Senedd Sketch: UK Government budget ‘prioritised petrol and potholes over people and pain’
Welsh Government gets a “whopping great uplift of a £1 million in capital spend for the whole of Wales,” as a result to last week’s UK Government Spring Budget, Senedd Members were told today (21 March).
These were the words of Huw Irranca-Davies MS, during First Minister’s Questions.
The Welsh Labour MS for Ogmore wanted to know what Mr Drakeford’s assessment was of the implications for Wales of the recent budget.
Mr Drakeford replied: “The budget provided no extra funding for health, social services or public sector pay and bare minimum additional support for people and businesses.
“It prioritises petrol and potholes over people and pain. The dismal decade of Tory Government ends at it began with comprehensive neglect of the needs of Wales.”
When Welsh Tory Leader Andrew RT Davies doesn’t like what he’s being told, he adopts the persona of a small child having a tantrum, and starts to heckle, loudly.
Mr Irranca-Davies, shouting somewhat in order to be heard over the din, said: “It takes a few days for the dust to settle around the magic of the budget statement of the despatch box.
“We now know that we’ll have for the year ahead the weakest position of all G7 nation.”
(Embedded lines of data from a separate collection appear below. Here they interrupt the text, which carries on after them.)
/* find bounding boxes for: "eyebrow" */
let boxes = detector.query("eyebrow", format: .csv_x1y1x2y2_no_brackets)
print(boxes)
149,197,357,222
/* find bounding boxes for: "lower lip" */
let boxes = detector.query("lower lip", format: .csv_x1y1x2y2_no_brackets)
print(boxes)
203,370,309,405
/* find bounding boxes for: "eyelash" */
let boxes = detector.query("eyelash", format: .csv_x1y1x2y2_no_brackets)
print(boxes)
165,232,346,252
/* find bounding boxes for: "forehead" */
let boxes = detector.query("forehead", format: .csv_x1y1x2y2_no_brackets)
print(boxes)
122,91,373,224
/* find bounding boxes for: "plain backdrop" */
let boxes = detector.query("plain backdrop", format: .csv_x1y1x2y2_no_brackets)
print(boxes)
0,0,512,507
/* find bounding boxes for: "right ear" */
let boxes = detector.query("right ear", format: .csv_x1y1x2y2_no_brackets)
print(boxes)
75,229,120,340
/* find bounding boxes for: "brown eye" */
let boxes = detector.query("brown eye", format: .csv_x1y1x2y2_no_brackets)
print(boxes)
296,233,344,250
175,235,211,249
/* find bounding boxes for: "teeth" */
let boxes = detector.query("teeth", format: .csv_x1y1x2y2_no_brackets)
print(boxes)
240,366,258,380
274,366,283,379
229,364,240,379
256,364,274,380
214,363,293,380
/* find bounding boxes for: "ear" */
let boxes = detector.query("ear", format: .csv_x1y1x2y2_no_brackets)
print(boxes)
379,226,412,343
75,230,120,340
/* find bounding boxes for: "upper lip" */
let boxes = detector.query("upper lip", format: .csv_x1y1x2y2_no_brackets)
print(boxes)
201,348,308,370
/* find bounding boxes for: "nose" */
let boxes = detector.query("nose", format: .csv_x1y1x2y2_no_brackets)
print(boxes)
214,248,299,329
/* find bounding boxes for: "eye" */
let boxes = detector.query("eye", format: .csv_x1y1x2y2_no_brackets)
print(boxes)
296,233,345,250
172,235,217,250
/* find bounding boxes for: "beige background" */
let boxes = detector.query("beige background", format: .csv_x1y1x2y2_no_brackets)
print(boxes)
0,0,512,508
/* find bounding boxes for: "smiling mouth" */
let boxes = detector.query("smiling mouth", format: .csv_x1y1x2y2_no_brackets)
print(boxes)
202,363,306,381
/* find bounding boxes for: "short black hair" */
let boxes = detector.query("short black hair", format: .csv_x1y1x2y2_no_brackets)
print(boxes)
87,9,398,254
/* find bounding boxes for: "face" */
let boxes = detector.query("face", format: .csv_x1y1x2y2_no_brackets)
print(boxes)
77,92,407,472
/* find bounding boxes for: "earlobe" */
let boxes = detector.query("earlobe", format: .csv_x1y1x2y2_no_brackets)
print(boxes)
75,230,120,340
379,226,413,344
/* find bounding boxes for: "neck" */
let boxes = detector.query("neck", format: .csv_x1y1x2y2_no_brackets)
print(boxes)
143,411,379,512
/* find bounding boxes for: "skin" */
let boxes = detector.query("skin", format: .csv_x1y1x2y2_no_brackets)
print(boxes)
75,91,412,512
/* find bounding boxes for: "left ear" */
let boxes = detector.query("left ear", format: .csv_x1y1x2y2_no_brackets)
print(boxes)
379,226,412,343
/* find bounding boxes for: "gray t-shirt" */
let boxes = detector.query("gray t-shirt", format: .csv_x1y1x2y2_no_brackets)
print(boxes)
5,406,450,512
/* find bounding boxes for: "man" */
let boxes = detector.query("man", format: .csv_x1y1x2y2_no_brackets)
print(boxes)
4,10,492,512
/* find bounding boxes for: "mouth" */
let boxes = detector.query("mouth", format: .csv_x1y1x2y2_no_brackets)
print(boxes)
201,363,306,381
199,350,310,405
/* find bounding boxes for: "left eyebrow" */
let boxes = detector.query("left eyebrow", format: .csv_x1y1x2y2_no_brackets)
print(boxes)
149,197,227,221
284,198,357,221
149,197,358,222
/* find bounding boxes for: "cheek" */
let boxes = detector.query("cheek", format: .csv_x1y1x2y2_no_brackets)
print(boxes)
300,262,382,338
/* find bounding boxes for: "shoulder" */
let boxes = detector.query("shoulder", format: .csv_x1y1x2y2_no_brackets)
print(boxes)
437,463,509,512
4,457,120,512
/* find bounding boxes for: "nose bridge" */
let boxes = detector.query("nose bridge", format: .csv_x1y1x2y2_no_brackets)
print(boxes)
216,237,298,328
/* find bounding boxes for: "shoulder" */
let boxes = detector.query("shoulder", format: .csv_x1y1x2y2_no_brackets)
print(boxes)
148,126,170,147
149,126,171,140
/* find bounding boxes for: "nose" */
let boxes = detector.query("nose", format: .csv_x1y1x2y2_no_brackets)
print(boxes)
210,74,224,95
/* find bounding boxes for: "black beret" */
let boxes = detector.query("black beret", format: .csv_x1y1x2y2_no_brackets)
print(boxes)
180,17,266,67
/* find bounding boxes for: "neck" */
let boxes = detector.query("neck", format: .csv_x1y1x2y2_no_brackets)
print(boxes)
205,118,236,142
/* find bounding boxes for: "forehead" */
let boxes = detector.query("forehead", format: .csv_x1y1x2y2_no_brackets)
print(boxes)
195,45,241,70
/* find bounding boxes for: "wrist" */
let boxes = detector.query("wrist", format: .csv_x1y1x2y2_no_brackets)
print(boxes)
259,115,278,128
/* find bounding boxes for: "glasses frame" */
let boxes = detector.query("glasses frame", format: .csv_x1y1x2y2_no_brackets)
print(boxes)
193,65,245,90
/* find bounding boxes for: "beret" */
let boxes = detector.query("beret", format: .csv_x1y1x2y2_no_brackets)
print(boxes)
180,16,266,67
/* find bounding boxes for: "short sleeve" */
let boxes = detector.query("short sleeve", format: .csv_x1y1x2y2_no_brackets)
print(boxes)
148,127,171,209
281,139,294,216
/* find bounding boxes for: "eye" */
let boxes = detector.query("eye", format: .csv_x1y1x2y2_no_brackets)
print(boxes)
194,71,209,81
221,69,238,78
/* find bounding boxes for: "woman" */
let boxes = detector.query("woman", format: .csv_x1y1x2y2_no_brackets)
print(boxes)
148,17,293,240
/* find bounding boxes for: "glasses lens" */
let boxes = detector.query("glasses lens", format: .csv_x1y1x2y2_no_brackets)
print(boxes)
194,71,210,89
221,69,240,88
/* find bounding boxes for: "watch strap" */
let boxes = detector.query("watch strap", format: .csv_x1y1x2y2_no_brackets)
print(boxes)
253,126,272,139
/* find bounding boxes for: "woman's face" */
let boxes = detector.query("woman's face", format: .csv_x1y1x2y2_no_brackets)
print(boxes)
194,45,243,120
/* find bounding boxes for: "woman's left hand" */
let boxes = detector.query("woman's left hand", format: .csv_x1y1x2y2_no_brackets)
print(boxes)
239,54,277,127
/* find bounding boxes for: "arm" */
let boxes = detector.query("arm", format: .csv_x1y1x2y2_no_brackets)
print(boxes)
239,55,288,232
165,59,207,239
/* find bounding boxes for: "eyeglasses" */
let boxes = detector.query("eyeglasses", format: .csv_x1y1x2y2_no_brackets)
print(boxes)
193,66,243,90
Just in case Mr RT Davies still doesn’t get it – the G7 is an informal grouping of seven of the world’s advanced economies, including Canada, France, Germany, Italy, Japan, the United Kingdom, and the United States, as well as the European Union.
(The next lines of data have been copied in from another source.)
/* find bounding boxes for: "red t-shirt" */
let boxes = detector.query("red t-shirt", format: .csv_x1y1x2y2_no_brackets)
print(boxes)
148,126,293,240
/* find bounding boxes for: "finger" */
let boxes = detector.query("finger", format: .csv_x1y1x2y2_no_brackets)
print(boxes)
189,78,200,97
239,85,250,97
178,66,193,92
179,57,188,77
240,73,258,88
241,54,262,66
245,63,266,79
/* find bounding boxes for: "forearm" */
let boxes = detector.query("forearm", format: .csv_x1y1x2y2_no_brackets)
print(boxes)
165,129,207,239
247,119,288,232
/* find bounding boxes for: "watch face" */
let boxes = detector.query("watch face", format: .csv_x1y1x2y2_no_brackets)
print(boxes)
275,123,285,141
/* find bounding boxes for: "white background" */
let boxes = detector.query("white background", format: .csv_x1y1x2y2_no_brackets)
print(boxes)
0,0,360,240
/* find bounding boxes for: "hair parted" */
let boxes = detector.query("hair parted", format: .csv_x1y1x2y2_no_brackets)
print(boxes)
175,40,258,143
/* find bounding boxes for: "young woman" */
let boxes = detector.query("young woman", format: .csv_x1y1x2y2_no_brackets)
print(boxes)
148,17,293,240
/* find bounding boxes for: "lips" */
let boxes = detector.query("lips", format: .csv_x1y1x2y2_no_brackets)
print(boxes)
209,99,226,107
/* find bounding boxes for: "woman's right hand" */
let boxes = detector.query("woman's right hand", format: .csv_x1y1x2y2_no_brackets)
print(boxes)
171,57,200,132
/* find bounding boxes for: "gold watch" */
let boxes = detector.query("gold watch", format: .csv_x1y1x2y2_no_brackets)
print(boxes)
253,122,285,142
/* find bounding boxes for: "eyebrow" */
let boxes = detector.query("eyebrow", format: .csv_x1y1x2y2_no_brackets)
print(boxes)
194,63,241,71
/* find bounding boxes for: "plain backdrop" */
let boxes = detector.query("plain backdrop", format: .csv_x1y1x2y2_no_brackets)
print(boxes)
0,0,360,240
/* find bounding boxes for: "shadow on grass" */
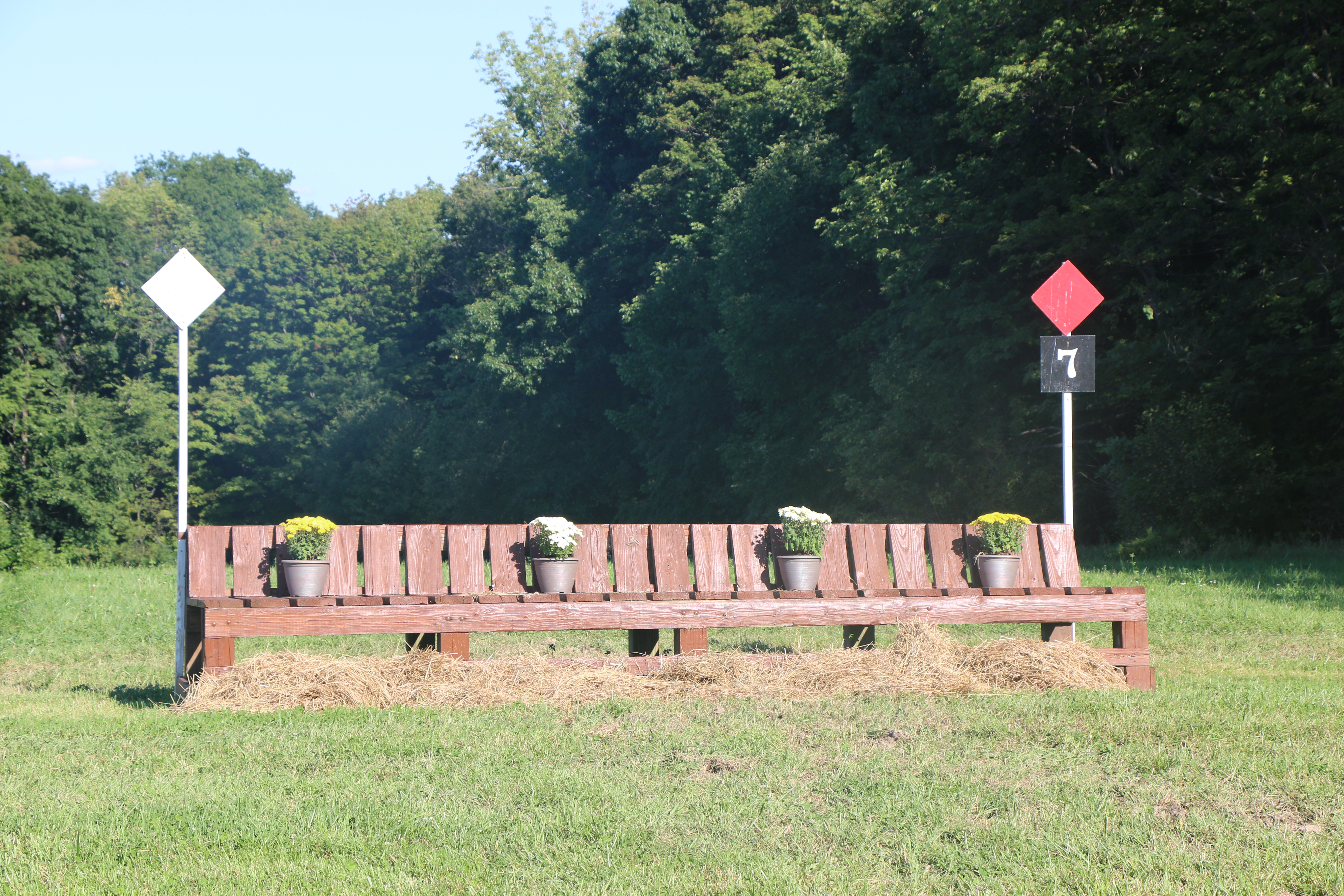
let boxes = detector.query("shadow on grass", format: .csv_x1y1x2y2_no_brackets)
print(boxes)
107,685,172,709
Mr Irranca-Davies said: “We will have the highest fall in the standard of living since records began RT Davies – your government.
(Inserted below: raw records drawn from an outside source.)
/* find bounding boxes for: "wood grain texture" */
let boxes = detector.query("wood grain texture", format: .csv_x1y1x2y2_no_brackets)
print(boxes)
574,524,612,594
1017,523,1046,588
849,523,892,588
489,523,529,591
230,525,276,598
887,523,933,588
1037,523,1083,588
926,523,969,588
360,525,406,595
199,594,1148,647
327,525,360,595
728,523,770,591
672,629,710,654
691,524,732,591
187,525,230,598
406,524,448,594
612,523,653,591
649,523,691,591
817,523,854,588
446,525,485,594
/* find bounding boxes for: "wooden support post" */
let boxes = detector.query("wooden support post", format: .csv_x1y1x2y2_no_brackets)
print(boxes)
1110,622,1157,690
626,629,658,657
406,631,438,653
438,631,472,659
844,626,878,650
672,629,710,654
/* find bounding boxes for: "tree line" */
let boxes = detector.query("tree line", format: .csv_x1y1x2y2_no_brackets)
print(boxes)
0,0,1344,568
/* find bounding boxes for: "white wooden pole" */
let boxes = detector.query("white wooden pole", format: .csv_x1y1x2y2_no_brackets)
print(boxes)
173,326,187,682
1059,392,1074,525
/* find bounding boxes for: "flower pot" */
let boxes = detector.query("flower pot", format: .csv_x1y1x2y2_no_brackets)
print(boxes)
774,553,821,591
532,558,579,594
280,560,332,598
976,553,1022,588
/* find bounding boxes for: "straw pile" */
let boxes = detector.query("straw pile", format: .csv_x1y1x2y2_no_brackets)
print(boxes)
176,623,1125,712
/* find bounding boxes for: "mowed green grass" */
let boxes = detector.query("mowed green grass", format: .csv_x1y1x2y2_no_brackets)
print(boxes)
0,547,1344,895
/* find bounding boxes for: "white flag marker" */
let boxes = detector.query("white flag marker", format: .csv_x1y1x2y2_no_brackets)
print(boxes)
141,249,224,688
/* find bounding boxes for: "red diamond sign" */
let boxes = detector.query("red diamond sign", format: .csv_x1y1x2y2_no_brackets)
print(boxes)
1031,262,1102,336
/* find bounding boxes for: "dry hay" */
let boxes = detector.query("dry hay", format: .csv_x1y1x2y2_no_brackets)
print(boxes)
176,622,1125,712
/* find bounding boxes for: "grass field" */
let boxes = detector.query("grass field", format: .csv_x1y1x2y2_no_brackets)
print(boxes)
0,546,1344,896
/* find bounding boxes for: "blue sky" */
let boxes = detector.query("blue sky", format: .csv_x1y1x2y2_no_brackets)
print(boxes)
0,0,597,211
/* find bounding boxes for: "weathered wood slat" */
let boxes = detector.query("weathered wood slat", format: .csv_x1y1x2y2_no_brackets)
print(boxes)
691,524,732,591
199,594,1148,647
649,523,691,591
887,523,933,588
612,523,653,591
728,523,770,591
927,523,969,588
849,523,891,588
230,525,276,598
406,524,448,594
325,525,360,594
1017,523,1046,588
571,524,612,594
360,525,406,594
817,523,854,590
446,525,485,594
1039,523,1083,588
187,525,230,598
“In real terms we are £900 million down on what was set out in the 2021 spending review.
“To top it all they’ve given us the whopping great uplift of £1 million in capital spend.
“I was standing on the side of an Astro turf pitch with Sarah Murphy MS last night where a £1/4 million had been spent on that one pitch.
“We have £1 million to spend for the whole of Wales,” said Mr Irranca-Davies before turning to the heckling Tory, to say: “Thank you very much indeed!”
Mr Irranca-Davies then asked whether the First Minister agreed that this is the worst budget settlement for Wales they had ever seen?
To the fading sound of MSs slapping their desks in agreement, Mr Drakeford said:
“I have been involved in 23 years of UK Government budgets and have never seen a worse deal for Wales than we saw last week.
“And as for that £1 million, it is derisory; it is absolutely derisory.”
The leader of the Welsh Conservatives wanted Welsh Government to fine-tune its childcare policy to include what the UK Chancellor promised to do in England.
Mr RT Davies said the UK Government intends to offer free childcare, “from nine months to two years old” and he wanted a commitment that the same would happen in Wales.
Now, those who follow Mr Davies on twitter tell me he likes to read The Sun and that he sometimes tweets pictures of himself doing just that.
It’s unlikely that the tabloid – widely known as The Scum in Liverpool for its Hillsborough disaster coverage – would have carried a thorough analysis of last week’s budget.
And therein lies the problem, because Mr RT Davies seemed to genuinely think it was a budget to behold.
Only for Mr Drakeford to put him straight by saying: “What we see is an attempt in England to catch up with services that are already available here in Wales.
“It is quite certainly not the other way around, but promises – the aspirations we might say – that the Chancellor set out, all of them carefully calibrated to make sure they land the other side of a General Election.”
After a hearty laugh from the Trefnydd Lesley Griffiths, who always sits next to the First Minister, Mr Drakeford continued:
“For 3 and 4-year-olds, here in Wales, families get 30 hours of free child care for 48 weeks of the year.
“In England that’s 38 weeks a year – 10 weeks fewer in England that you get in Wales.”
He continued to offer more figures around free childcare, some of which have been extended as part of the cooperation agreement with Plaid Cymru.
“This is a devolved Wales where we make our own decisions,” said Mr Drakeford.
And with a flick of his left hand, the First Minister turned the page of his file signalling that his patience was wearing thin.